Chereads / MISS EVA / Chapter 23 - Billionaires' club

Chapter 23 - Billionaires' club

The new bodyguard that had been imposed on me drove me to meet Xavi for breakfast at a cafe not so far away from Santa Fe. Being driven around wasn't as bad as I had imagined. I mean, I still feared for my privacy but that was a problem for some other day. Or right then.

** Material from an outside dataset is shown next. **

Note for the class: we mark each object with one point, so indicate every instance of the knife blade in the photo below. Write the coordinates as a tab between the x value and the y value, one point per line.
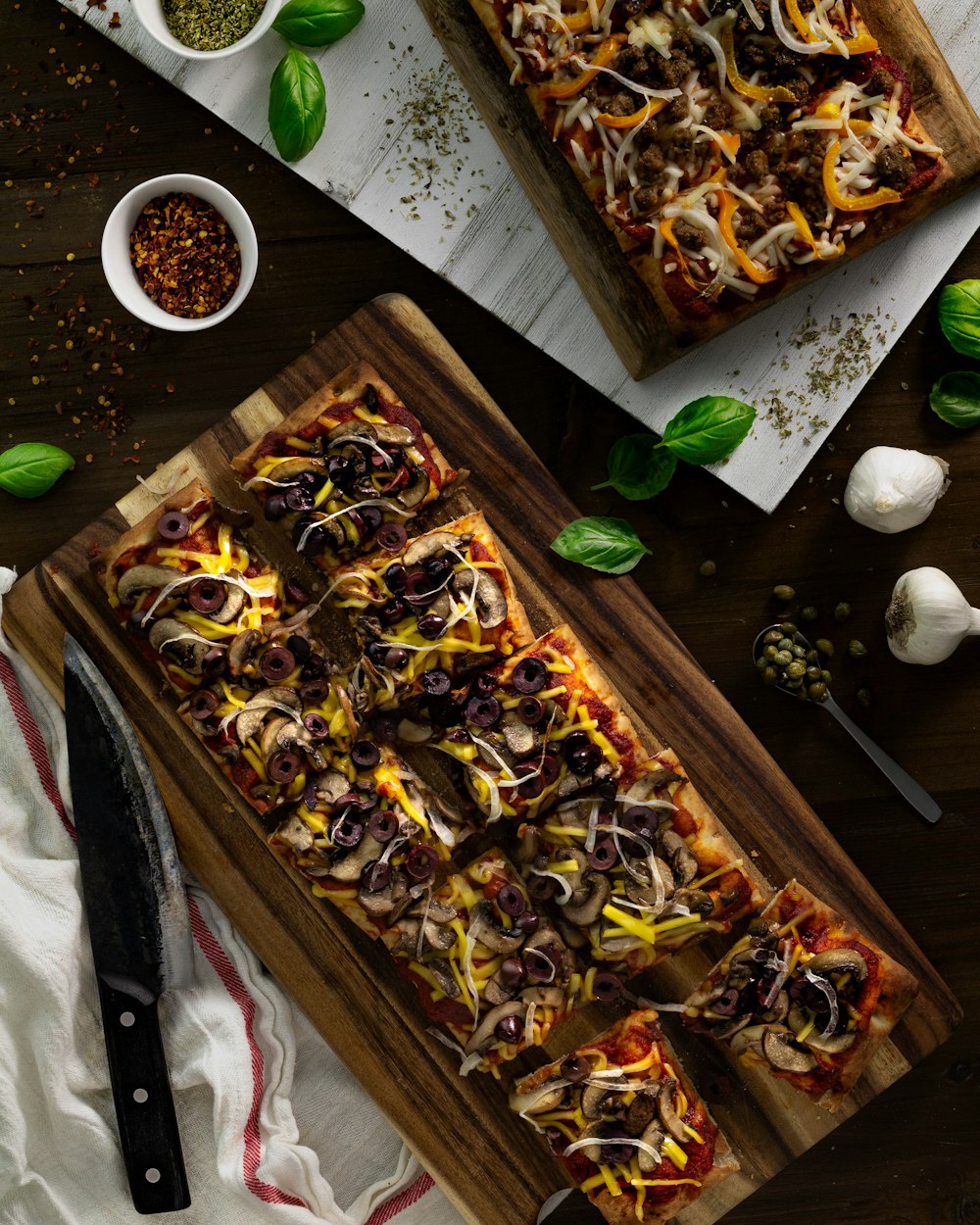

"Bolivar, can you be discreet? "I found myself asking. "Don't worry Miss Eva, it comes with the job description. I'll report to Mr Gonzalez only what I need to," he said and a smile formed at the corners of my mouth. It was everything I hoped to hear. Little did I know that it was the beginning of a formidable friendship. "Thank you," I said from the backseat. "Just doing my job miss," he said as he pulled up in the driveway at the cafe. He helped me get out of the car and I entered the cafe. Xavi was already there, such the timekeeper! He got up from his seat to give me a hug. "Good morning Xavi," I greeted him with so much ecstasy but that didn't prevent a frown from forming on his face. "You're really gonna call me by my first name? Forever?" He asked.             "No, just until I forgive you," I joked and he laughed. "Okay, that's fair," he said.       "So, how's everything going? And by everything I mean the cancer treatment. That's why you are stepping down from the winery, right?" I asked. "Yeah, I'm hanging in there you know!" He said and took a sip of his iced Mexican mocha. "Hey, waiter! A creamy horchata for her," he said and minutes later, the waiter returned with my favorite coffee. Silence had prevailed for a couple of minutes and it made me guess that Xavi didn't want to discuss his cancer. "I'm sorry I gave you shit about your parenting yet you were dealing with your own problems," I apologized to him and meant every word. "No, sweetheart. I'm the parent here. I was supposed to take care of you but instead, I took my pain out on you. There's no excuse for that," he said.     "Cut yourself some slack. I turned out okay," I said.                         "Did you?" He questioned and we burst out laughing.                        "It's just a little drug addiction problem. Nothing we can't fix, "I whispered an assurance. He smiled.                                                    "If you ever want to talk about the cancer thingy, I'll be here to listen. Not as your daughter but as your friend. Xavi and Eva," I said to him.                      "Xavi and Eva. I like that," he said and it felt like he was approving my 'calling him by his first name'.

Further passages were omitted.